An assistant to the insurgency’s military commander said Friday that rebels had recovered multiple devices from the wreckage and were considering what to do with them, raising fears they could be headed to Moscow. But Russian Foreign Minister Sergey Lavrov said Russia had no intention of getting hold of the boxes, which he said should be given to the relevant international organizations. And insurgent leader Aleksandr Borodai later contradicted his colleague and said the rebels don’t have them anyway.

Defense experts said the plane was likely shot down by a missile fired from a Buk system, Soviet-era equipment that is in the arsenals of both Russia and Ukraine.
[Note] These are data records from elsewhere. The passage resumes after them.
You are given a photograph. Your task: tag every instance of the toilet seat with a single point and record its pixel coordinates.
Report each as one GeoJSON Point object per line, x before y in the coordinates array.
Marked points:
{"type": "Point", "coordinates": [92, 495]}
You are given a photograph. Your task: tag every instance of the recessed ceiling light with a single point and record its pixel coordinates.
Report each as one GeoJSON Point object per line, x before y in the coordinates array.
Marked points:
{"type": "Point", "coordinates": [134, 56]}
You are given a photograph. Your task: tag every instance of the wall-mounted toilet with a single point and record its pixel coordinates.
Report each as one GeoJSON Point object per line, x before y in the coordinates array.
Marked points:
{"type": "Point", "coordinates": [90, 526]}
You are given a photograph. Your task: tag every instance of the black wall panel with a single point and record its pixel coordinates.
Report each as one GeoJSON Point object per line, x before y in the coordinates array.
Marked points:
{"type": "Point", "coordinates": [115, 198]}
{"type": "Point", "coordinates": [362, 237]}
There was no previous evidence of separatist rebels using such missiles, though a rebel Twitter account boasted last month about seizing a Buk system from Ukrainian forces, and AP journalists saw such a system hours before the crash Thursday in rebel-held territory.

Feldzer, the air-accident expert, said investigators’ goal would be to “find the debris of the missile in question and determine the trajectory.” Once investigators reach the site, they should be able to discover whether the plane was hit by one or more missiles, and the size of the missile system involved.

But, he said, “that won’t determine who did it,” unless investigators can find a satellite photo or radar records of the missile.

Justin Bronk, a research analyst at the Royal United Services Institute, a London-based military think tank, said the United States has sophisticated military satellites capable of detecting a missile launch, but might be unwilling to share its images in order to protect its secret surveillance capabilities.

“They will probably try to liaise with civilian satellite operators to see if there are any who also picked up the trail on infra-red sensors so that they can publicly release that data,” he said.

The crash site is vast, and experts said rebel fighters may have removed key evidence in the chaotic hours after the disaster, as they joined emergency workers and local coal miners to comb the wreckage and recover the bodies.

Charles Heyman, editor of “Armed Forces of the EU,” said missile casings could help establish who had supplied the weapons that brought down the plane. But he said it was likely that the rebels — if they fired the missile — would have removed any missile-casing debris from the scene.

Heyman said the missile launcher would bear ID numbers that could establish whether it was recently supplied by Russia or came from Ukrainian forces.

But he said if rebels mistakenly targeted a commercial airliner, thinking it was a Ukrainian military plane, they may have subsequently fled and taken the missile launcher into Russia.

The Ukrainian Interior Ministry released video purporting to show exactly that: a truck carrying a Buk missile launcher with one of its four missiles apparently missing, rolling toward the Russian border. The ministry said the footage was captured by a police surveillance squad at dawn Friday. There was no way to independently verify that claim.

“If I was the rebel chief of staff, I’d have had it taken away, dismantled and blown up,” Heyman said, “and then bury the pieces in a swamp.”